# Feature Engineering for AQI Prediction

This notebook documents the feature engineering steps taken to improve the predictive power of our XGBoost model. The core idea is to handle data skewness (via log transformations) and capture regional sensitivities (via interaction terms).

## 1. Goal
Improve upon the baseline RÂ² of ~0.24 by creating features that better represent the underlying relationships between income, density, geography, and air quality.

## 2. Feature Transformations

### Log Transformations (Replacement)
- **Population Density**: Ranges from 0.1 to 71,000. Tree-based models can struggle with such high variance if the splitting logic doesn't align with the exponential nature of urbanization. Log-transforming standardizes this.
- **Median Household Income**: Wealth often has a non-linear relationship with environmental outcomes. Log-transforming helps normalize the distribution.

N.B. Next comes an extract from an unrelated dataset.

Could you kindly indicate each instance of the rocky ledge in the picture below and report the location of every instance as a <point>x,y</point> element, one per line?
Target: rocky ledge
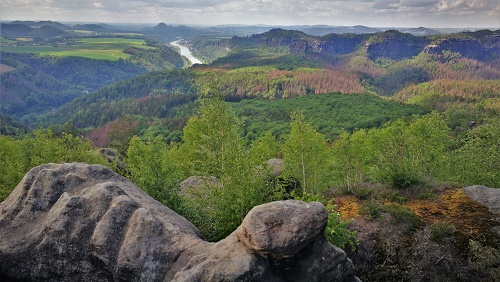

### Interaction Terms (Additions)
We multiply the **Log of Income** and **Log of Density** by one-hot encoded **Census Divisions**. 

#### Why for all Divisions (not just West)?
While the West is highly unique due to wildfire patterns and mountainous geography, every region has distinct characteristics:
- **Pacific/Mountain**: High wildfire impact, varying density.
- **Northeast/New England**: Older infrastructure, high density, different economic-pollution coupling.
- **South**: Different industrial and climatic factors.

By including interactions for all 9 divisions, we allow the model to learn that "high income in the Pacific" might mean something different for AQI than "high income in the South Atlantic".

In [None]:
import pandas as pd
import numpy as np
import os

# Load the joined data
input_path = '../JOINED-aqi-income-race-populationDensity-region/joined-data-with-region.csv'
df = pd.read_csv(input_path)

print(f"Initial shape: {df.shape}")

## 3. Implementation Logic

In [None]:
# 1. Log Transformations
df['log_population_density'] = np.log1p(df['population_density'])
df['log_median_income'] = np.log1p(df['Median_Household_Income'])

# 2. Aggregated Race
df['total_minority_pct'] = df['% Black or African American alone'] + df['% Hispanic or Latino']

# 3. One-hot encode Division
division_dummies = pd.get_dummies(df['Division'], prefix='Division')
df = pd.concat([df, division_dummies], axis=1)

# 4. Interaction Terms
division_cols = [c for c in division_dummies.columns]
for div in division_cols:
    df[f'interaction_income_{div}'] = df['log_median_income'] * df[div]
    df[f'interaction_density_{div}'] = df['log_population_density'] * df[div]

print(f"New shape: {df.shape}")

## 4. Export
We save the result as `feature-engineered-data.csv`.

In [None]:
output_file = 'feature-engineered-data.csv'
df.to_csv(output_file, index=False)
print(f"Exported to {output_file}")